07 November 2015 ~ 8 Comments

How to “Randoize” a TT Bike

Last year, I was surprised that on the 24-hour races I was in, how many how full-on TT bikes there were, instead of a regular bike with clip-on aerobars. In December of 2014 I picked up a 2nd hand Cervelo P3C time trial / triathlon bike (for a song). Since many (most) of my training rides are solo, I figured “why not use a TT bike?” as it is faster. The exception is those routes that have a lot of steep climbing as the front chainring is 53/39, instead 50/33 like my other distance bikes. So this summer, but many of my 100K and some of 200K rides I have been using this machine.

Here is how to “Randoize” a TT bike (trick it out for use in randonneuring):

~ Add a second water bottle up underneath the aerobars with a hose that I can reach while writing. (This bike only has one water bottle attachment point.)

~ Add a custom-made eoGEAR bike bag that has Velcro long enough to go around the flat seatpost.

~ Long cage derailleur and a 12/30 cassette to make it easier getting up those nine or 10% hills.

~ Add a light extension bracket so the front main light is sitting below the handlebars. This position shows the texture and holes in the road better.

~ Mountain bike pedals to facilitate shoes that are easy to walk in.

~ Heavily padded TT saddle which presumably will absorb some of the vibrations of this stiff bike.

~ 38mm carbon wheels switch still except a standard 48 mm Presta valve. Deep enough to be slightly aero, but not so deep you get blown over in most cross winds.

8 Responses to “How to “Randoize” a TT Bike”

  1. Ed 8 November 2015 at 3:31 pm Permalink

    Richard, our setups are amazingly similar. I’m also a Rando doing my first 24 hour race at Borrego this week. I will be on a black and red Cervelo S3 road bike with clip ons and aero wheels. Only difference is I put my water bottles behind the seat. I did a 200k, 300k and 600k this way excepting the handlebar bag, I elected to remove it for the race. See you there. I will look you up. I am in the youngster’s class (55-59). GL Ed Rusa#560

  2. Rando Richard 8 November 2015 at 6:23 pm Permalink

    Ed, I was thinking of putting one bottle behind the saddle. Can you access it while riding?

  3. Ed 9 November 2015 at 5:15 pm Permalink

    I have an XLAB 400 wing that attaches to the seat rails. I have two waterbottle cages fixed to it. I have tubes and tire irons in the middle well of the XLAB. I have no problem reaching to get bottles. I used this on PBP. At Borrego I additionally plan to use a water bottle connected to my clip on bars in a horizontal fashion.
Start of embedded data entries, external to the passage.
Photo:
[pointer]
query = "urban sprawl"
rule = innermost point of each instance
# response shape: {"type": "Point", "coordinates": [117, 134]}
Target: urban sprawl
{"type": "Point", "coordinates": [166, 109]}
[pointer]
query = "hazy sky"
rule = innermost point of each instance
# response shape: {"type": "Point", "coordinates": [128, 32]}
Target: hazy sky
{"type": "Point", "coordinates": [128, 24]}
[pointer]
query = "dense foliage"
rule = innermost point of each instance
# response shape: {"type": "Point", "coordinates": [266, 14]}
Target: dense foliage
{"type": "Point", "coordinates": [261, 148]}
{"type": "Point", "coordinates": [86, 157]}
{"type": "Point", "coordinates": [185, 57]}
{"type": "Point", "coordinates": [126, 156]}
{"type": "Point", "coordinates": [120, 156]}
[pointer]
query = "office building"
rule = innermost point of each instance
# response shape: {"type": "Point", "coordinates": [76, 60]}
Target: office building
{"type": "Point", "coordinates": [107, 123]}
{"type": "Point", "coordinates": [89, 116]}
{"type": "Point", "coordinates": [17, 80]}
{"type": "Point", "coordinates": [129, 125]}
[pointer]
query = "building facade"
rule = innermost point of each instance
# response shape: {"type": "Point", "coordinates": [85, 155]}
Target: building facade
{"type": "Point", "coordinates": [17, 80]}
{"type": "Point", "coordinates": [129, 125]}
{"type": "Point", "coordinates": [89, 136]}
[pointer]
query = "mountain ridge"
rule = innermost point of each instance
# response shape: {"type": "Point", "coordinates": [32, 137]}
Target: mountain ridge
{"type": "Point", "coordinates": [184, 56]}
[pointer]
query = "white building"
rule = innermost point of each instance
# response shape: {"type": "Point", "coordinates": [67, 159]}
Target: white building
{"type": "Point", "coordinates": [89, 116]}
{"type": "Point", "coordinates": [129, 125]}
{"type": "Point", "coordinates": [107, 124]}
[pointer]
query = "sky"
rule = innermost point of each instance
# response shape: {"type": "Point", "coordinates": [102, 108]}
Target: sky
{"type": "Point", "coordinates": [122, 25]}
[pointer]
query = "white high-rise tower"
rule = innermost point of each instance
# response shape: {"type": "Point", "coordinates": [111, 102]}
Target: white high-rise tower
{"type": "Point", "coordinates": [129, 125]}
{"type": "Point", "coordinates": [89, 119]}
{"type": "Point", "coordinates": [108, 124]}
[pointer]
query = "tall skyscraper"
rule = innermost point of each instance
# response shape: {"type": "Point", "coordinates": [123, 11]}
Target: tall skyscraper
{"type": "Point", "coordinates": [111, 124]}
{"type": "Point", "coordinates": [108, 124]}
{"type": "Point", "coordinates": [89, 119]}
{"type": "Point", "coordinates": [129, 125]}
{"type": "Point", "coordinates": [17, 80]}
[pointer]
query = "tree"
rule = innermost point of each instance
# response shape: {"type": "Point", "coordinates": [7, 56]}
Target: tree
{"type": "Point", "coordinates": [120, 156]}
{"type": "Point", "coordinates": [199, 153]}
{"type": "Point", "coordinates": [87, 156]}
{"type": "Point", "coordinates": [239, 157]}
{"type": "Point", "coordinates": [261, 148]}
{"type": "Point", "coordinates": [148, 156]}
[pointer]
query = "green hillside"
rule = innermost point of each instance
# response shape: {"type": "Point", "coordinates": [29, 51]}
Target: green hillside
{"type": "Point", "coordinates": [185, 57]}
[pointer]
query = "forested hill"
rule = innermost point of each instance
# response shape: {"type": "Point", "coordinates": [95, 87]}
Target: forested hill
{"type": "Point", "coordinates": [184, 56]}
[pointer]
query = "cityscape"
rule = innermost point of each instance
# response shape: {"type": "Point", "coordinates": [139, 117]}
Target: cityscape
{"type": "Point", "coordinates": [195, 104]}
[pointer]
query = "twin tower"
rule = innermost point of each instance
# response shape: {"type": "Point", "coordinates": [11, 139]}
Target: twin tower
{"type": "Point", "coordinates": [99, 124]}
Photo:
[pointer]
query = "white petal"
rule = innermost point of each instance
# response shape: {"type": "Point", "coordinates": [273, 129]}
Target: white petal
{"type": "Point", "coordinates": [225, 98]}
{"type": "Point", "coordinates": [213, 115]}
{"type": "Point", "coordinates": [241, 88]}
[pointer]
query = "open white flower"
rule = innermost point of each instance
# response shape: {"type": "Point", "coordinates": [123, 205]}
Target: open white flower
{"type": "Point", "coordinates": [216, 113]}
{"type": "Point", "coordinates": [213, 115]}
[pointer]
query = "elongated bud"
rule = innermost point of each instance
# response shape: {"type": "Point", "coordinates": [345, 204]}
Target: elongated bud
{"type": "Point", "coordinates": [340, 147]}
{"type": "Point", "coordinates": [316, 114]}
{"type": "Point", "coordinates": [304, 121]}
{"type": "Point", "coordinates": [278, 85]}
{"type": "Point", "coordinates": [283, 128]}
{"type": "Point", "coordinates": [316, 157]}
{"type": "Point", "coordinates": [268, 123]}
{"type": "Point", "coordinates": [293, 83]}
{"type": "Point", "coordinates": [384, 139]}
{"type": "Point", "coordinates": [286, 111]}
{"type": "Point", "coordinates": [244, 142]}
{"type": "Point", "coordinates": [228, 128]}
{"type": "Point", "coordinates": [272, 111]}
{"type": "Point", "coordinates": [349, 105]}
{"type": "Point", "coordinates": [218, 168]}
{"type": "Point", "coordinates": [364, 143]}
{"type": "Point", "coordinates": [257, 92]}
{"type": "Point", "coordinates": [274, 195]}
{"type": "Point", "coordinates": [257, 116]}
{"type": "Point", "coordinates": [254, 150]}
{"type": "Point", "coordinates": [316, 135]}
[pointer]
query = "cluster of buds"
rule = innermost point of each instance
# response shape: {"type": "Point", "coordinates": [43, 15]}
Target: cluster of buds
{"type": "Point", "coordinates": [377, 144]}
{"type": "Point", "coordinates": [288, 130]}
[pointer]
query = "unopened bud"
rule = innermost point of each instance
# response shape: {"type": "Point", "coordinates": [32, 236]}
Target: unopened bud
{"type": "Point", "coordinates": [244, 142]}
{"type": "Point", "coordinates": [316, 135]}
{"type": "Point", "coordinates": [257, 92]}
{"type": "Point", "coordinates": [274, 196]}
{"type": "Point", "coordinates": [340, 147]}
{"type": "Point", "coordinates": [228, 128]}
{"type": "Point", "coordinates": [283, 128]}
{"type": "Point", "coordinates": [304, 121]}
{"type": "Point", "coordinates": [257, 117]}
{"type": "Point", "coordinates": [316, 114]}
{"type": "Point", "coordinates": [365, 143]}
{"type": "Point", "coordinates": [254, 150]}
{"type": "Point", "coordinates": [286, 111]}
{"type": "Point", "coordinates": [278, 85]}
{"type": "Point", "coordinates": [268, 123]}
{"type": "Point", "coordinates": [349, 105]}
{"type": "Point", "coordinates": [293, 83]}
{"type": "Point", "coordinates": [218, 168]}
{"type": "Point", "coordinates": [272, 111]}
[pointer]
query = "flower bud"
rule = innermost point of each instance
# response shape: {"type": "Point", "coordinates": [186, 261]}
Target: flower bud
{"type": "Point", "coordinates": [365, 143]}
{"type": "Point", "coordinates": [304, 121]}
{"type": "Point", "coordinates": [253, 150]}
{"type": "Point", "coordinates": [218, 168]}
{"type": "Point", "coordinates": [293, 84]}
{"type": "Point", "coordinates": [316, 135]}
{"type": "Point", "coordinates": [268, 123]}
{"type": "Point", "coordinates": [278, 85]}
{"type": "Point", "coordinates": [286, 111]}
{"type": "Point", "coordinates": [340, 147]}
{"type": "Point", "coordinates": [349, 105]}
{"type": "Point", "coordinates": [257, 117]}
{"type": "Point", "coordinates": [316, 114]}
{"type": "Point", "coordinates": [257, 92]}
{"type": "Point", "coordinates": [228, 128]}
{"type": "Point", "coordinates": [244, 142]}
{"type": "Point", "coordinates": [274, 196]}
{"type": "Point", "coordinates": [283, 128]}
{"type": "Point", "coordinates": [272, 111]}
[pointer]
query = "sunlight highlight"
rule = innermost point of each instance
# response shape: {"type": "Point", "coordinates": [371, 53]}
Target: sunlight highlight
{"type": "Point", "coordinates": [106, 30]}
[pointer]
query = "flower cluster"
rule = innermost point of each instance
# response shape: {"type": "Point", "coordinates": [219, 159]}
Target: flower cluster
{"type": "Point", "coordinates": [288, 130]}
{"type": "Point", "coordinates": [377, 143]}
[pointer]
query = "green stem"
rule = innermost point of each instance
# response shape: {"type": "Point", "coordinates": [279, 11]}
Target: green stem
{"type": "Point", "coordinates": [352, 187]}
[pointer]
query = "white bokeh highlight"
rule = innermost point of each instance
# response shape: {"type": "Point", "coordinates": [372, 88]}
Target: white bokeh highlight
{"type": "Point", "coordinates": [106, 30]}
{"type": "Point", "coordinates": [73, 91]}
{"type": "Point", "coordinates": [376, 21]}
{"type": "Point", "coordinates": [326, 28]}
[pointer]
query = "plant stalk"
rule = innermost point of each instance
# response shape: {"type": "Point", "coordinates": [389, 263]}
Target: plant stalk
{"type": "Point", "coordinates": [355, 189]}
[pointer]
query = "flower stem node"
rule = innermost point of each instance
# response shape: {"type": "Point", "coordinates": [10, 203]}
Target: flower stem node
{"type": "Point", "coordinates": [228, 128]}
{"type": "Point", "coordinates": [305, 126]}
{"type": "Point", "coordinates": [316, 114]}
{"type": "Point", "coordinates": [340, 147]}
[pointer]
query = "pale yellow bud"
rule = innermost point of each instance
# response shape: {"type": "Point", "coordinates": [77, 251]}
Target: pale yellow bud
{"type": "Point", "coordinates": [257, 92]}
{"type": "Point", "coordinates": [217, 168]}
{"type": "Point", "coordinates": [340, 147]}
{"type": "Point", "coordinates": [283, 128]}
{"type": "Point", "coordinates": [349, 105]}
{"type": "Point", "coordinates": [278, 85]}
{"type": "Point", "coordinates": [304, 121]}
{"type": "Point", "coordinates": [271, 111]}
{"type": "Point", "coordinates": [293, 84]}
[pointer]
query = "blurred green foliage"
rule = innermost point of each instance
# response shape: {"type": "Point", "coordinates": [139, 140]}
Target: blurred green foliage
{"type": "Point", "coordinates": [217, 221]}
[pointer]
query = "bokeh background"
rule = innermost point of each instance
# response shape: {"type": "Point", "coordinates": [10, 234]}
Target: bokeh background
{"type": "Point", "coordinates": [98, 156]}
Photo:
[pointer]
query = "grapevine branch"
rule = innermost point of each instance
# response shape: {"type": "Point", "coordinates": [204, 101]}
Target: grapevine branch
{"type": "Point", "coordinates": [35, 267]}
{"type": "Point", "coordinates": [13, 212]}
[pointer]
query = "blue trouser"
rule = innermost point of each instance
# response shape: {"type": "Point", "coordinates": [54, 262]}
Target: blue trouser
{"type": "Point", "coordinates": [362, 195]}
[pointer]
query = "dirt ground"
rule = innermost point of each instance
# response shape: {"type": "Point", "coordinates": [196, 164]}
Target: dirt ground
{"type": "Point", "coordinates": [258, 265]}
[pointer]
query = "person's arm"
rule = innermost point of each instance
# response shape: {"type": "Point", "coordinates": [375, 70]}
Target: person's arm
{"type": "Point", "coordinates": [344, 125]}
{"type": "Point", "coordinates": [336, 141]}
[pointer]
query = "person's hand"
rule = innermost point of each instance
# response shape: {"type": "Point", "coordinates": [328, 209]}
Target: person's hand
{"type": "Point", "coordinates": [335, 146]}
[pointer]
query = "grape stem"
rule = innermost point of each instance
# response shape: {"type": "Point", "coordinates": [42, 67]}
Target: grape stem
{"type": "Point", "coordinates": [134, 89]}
It has a straw. I am not sure if I will like this straw deal. I normally grab a 2-4 oz drink every 10 minutes. I will have in effect three bottles on the bike and will stop about every 100 miles (riding upsupported…will stop every 5 or 6 laps). It took my one ride to be comfortable reaching to my hip for the bottle and maybe two rides before I could put it back instantly without fumbling around. Depending on who’s aerodynamic lies you wish to believe, elimination of the two bottles on the seat and down tubes cuts either 30 or 50 grams of drag. Not huge.

  4. Rando Richard 9 November 2015 at 5:33 pm Permalink

    Today, I adapted a SKS single bottle holder to attach behind my seat post and tried it on a training ride. But then where do I put my bag with flat repair stuff? Under it maybe, or in my jersey? I may stick with the bottle under the aerobars and one on the frame.
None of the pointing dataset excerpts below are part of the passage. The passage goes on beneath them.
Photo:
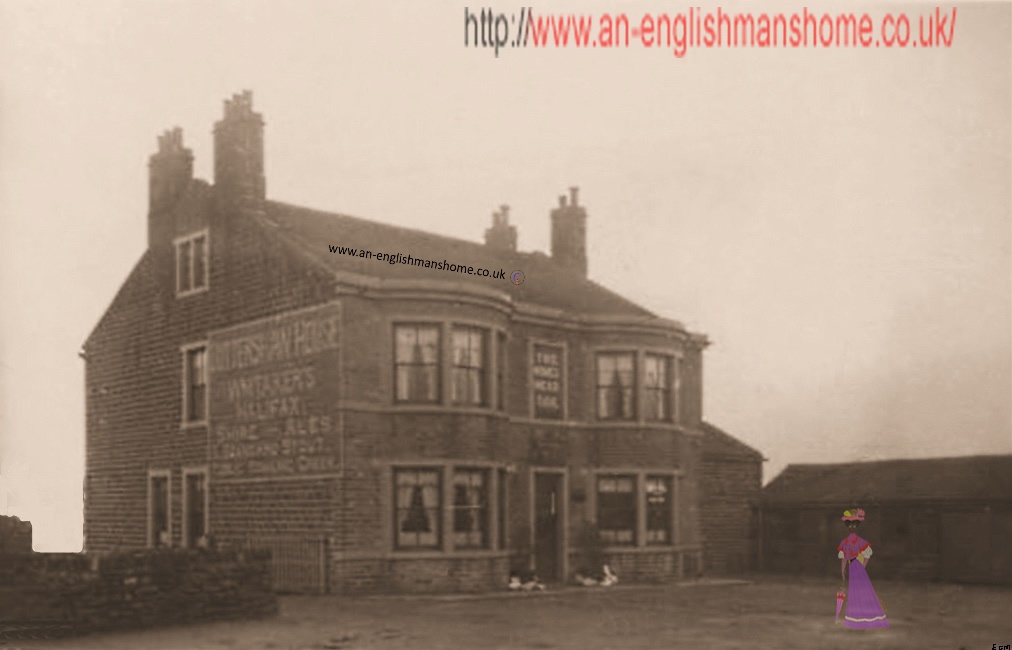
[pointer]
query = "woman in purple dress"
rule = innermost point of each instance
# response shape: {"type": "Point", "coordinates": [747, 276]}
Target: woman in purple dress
{"type": "Point", "coordinates": [864, 612]}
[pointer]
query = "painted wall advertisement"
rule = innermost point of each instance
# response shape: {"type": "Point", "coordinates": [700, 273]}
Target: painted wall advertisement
{"type": "Point", "coordinates": [274, 390]}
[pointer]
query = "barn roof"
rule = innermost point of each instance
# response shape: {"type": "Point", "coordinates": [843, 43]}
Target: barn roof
{"type": "Point", "coordinates": [718, 442]}
{"type": "Point", "coordinates": [938, 479]}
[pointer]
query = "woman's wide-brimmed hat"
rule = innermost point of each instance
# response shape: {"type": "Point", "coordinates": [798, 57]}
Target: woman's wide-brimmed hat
{"type": "Point", "coordinates": [856, 514]}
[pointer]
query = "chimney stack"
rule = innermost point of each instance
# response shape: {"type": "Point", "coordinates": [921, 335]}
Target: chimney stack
{"type": "Point", "coordinates": [170, 170]}
{"type": "Point", "coordinates": [239, 174]}
{"type": "Point", "coordinates": [501, 236]}
{"type": "Point", "coordinates": [569, 233]}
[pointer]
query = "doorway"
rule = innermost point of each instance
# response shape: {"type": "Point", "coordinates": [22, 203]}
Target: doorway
{"type": "Point", "coordinates": [549, 522]}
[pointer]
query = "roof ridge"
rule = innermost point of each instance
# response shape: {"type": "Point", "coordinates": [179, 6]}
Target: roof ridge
{"type": "Point", "coordinates": [373, 222]}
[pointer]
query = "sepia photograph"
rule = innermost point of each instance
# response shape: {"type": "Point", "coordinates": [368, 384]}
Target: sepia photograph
{"type": "Point", "coordinates": [585, 325]}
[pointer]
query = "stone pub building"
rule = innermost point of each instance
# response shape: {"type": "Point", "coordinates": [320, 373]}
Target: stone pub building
{"type": "Point", "coordinates": [382, 426]}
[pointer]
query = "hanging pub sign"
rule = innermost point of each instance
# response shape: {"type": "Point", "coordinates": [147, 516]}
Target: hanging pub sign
{"type": "Point", "coordinates": [546, 371]}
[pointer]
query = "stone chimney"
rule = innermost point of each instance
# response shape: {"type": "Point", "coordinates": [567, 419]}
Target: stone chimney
{"type": "Point", "coordinates": [569, 233]}
{"type": "Point", "coordinates": [501, 236]}
{"type": "Point", "coordinates": [170, 171]}
{"type": "Point", "coordinates": [239, 152]}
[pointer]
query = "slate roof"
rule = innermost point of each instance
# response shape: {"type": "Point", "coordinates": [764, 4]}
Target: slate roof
{"type": "Point", "coordinates": [962, 478]}
{"type": "Point", "coordinates": [545, 282]}
{"type": "Point", "coordinates": [718, 442]}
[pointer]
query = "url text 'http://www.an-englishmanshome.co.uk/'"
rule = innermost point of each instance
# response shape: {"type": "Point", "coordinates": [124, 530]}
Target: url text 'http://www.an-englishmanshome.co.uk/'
{"type": "Point", "coordinates": [707, 28]}
{"type": "Point", "coordinates": [400, 258]}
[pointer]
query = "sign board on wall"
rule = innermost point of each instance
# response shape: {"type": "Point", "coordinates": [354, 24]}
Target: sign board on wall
{"type": "Point", "coordinates": [274, 390]}
{"type": "Point", "coordinates": [546, 376]}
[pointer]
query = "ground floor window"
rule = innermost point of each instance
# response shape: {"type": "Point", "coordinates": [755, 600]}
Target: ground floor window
{"type": "Point", "coordinates": [159, 531]}
{"type": "Point", "coordinates": [418, 507]}
{"type": "Point", "coordinates": [194, 508]}
{"type": "Point", "coordinates": [471, 508]}
{"type": "Point", "coordinates": [638, 508]}
{"type": "Point", "coordinates": [616, 509]}
{"type": "Point", "coordinates": [658, 496]}
{"type": "Point", "coordinates": [469, 501]}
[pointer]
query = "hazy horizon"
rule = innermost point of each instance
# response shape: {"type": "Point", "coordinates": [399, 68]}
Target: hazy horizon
{"type": "Point", "coordinates": [838, 222]}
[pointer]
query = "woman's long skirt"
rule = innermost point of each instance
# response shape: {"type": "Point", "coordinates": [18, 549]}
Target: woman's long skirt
{"type": "Point", "coordinates": [863, 610]}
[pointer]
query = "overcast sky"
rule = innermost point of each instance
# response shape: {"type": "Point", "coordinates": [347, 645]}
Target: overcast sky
{"type": "Point", "coordinates": [838, 222]}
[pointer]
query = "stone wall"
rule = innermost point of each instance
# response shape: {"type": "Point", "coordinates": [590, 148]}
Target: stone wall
{"type": "Point", "coordinates": [15, 536]}
{"type": "Point", "coordinates": [80, 592]}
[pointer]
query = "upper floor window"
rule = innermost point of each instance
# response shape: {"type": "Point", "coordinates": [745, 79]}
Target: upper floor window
{"type": "Point", "coordinates": [501, 371]}
{"type": "Point", "coordinates": [195, 385]}
{"type": "Point", "coordinates": [469, 366]}
{"type": "Point", "coordinates": [191, 263]}
{"type": "Point", "coordinates": [657, 387]}
{"type": "Point", "coordinates": [616, 386]}
{"type": "Point", "coordinates": [416, 361]}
  5. Ed 10 November 2015 at 3:17 pm Permalink

    The flat repair stuff is why I went with the xlabs wing, I can fit two tubes and levers or one tube and a CO2. I usually mount a small Lezyne pump to the cages. I am pretty sure the positioning of bottles is not a big deal compared to the positioning of our bodies. I had a fitting for TT position and tried it out on a 300k ride. Too low. I raised the position a bit. Hope it is good at around sunrise Saturday morning and I have 240 or so miles in the bank. Optimism never hurts.
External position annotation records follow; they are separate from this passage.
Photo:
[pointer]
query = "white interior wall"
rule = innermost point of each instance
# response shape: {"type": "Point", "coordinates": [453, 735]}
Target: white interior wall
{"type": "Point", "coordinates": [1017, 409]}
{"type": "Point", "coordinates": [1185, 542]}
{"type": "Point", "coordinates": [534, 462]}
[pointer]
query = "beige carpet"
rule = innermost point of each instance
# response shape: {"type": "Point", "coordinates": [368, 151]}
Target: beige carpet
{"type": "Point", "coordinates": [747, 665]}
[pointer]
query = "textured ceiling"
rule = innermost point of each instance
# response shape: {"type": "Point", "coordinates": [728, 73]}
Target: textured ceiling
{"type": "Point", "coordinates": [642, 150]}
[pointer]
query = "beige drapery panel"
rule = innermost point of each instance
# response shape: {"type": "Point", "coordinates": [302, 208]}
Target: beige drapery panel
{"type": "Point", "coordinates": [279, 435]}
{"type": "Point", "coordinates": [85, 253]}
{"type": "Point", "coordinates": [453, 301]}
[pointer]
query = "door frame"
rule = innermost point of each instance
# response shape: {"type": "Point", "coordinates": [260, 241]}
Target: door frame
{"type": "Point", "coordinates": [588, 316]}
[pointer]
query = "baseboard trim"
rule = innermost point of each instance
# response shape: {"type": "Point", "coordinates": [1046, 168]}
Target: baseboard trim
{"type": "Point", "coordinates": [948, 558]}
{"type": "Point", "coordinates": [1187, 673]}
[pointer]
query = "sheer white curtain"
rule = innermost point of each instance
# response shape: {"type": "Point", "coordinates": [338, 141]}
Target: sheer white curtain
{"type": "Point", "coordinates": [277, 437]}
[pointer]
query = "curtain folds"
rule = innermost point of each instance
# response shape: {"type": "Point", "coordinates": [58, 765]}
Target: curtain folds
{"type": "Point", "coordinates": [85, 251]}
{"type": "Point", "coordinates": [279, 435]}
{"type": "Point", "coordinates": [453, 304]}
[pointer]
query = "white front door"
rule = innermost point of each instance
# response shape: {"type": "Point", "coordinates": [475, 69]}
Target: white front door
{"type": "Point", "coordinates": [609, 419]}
  6. Ed 23 November 2015 at 6:02 pm Permalink

    Congrats on your win. Do you get to wear the rainbows on your jersey sleeve?

  7. Rando Richard 24 November 2015 at 8:33 am Permalink

    Ha! At least they had an awards ceremony. Last year, due to the small size of the restaurant, there was none. How did you day go?

  8. Adam Rando 26 October 2016 at 11:27 am Permalink

    hi I’m new to this, my longest ride is 150 mi. I’ve never used aero bars, just regular drop bars that are slightly lower than my saddle. Is this aero position with drop bars more comfortable than a more upright “standard” road position ?

    I imagine that resting weight on elbows/forearms could be more comfortable despite being bent over more.

    I am not interested in going faster if it means that it will cause more back/neck fatigue at the end of a long brevet.